Welcome to the THAT website, a homepage generated and maintained by anabrid GmbH.
Computing today is a digital monoculture. We at anabrid want to see a comeback of analog computing and, eventually, an analog-digital hybrid computing future because:
Analog computing is vastly more energy-efficient than digital computing [1], promising to lower our computational CO 2 footprint and energy costs significantly.
As the exponential growth of digital computing power described by Moore’s Law approaches its limits [2], analog-digital hybrid technology promises to sustain growth in computer performance for decades to come.
Analog computing may protect critical infrastructure by reducing attack surfaces of online operational technology and by offering failover options. [3]
Analog computing is an excellent way to learn about mathematics, science, and engineering. [4]
You are invited to join the quest to bring analog computing back. THE ANALOG THING (or simply THAT) is here to get you started. THAT is a high-quality, low-cost, open-source, and not-for-profit cutting-edge analog computer. It computes with continuous voltages rather than with zeroes and ones. Capable of solving (sets of) differential equations, it allows a broad range of dynamic systems to be modeled. This website offers guidance to users taking first steps with THAT, focusing on the qualitative rather than quantitative aspects of analog computing. We hope you see this website, along with THAT, and its community of users as enjoyable resources in your learning inquiries and in our shared quest to make computing more diverse!

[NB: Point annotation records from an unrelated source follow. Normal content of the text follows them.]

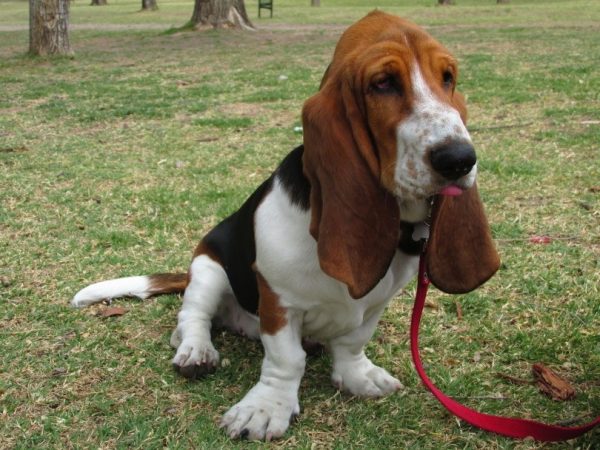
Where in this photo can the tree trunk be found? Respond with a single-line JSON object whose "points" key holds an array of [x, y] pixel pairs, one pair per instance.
{"points": [[149, 5], [221, 14], [49, 27]]}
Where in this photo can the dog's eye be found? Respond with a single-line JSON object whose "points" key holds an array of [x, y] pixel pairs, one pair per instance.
{"points": [[448, 79], [385, 84]]}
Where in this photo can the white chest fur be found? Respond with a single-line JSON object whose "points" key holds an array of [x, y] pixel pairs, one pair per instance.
{"points": [[286, 255]]}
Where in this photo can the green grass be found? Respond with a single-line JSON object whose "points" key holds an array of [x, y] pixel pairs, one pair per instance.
{"points": [[117, 161]]}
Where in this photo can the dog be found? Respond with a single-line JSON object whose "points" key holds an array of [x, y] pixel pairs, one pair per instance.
{"points": [[323, 245]]}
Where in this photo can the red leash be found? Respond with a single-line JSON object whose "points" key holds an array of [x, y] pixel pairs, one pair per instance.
{"points": [[512, 427]]}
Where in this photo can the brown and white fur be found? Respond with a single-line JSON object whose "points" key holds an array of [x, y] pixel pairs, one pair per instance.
{"points": [[322, 246]]}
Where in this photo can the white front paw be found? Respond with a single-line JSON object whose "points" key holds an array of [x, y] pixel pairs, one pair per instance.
{"points": [[365, 379], [265, 413]]}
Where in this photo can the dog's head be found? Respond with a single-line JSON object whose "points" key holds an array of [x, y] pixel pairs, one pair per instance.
{"points": [[388, 127]]}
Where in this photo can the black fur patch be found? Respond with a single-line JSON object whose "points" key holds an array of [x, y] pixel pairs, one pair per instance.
{"points": [[407, 244], [232, 240], [291, 175]]}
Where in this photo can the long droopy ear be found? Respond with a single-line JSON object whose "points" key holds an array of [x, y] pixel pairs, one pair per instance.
{"points": [[355, 221], [460, 253]]}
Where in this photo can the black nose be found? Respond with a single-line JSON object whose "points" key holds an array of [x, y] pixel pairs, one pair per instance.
{"points": [[453, 159]]}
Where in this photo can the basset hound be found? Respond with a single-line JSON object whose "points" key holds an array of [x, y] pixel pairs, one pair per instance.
{"points": [[323, 245]]}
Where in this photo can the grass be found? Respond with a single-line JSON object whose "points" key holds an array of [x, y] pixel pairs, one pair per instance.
{"points": [[116, 162]]}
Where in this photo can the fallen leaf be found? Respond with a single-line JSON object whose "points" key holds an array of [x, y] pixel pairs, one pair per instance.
{"points": [[113, 311], [551, 384], [458, 310], [540, 239]]}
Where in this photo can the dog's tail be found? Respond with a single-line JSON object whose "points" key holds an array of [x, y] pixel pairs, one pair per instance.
{"points": [[139, 286]]}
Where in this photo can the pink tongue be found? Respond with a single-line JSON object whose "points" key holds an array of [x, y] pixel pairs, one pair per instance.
{"points": [[451, 191]]}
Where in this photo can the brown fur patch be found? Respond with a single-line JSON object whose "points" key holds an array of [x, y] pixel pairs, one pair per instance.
{"points": [[168, 283], [271, 313]]}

[1] Jennifer Hasler (2016). Opportunities in physical computing driven by analog realization, 2016 IEEE Int’l Conference on Rebooting Computing, San Diego, CA.
[2] John L. Hennessy and David A. Patterson (2019). Computer Architecture. A Quantitative Approach, 6th edition, Morgan Kaufmann, Cambridge, MA, p. 3.
[3] Daniel E. Geer Jr. (2018). A Rubicon, Hoover Working Group on National Security, Technology, and Law, Aegis Paper Series No. 1801.
[4] George F. Lang (2000). Analog was not a computer trademark! Sound and Vibration, August 2000, 16–24.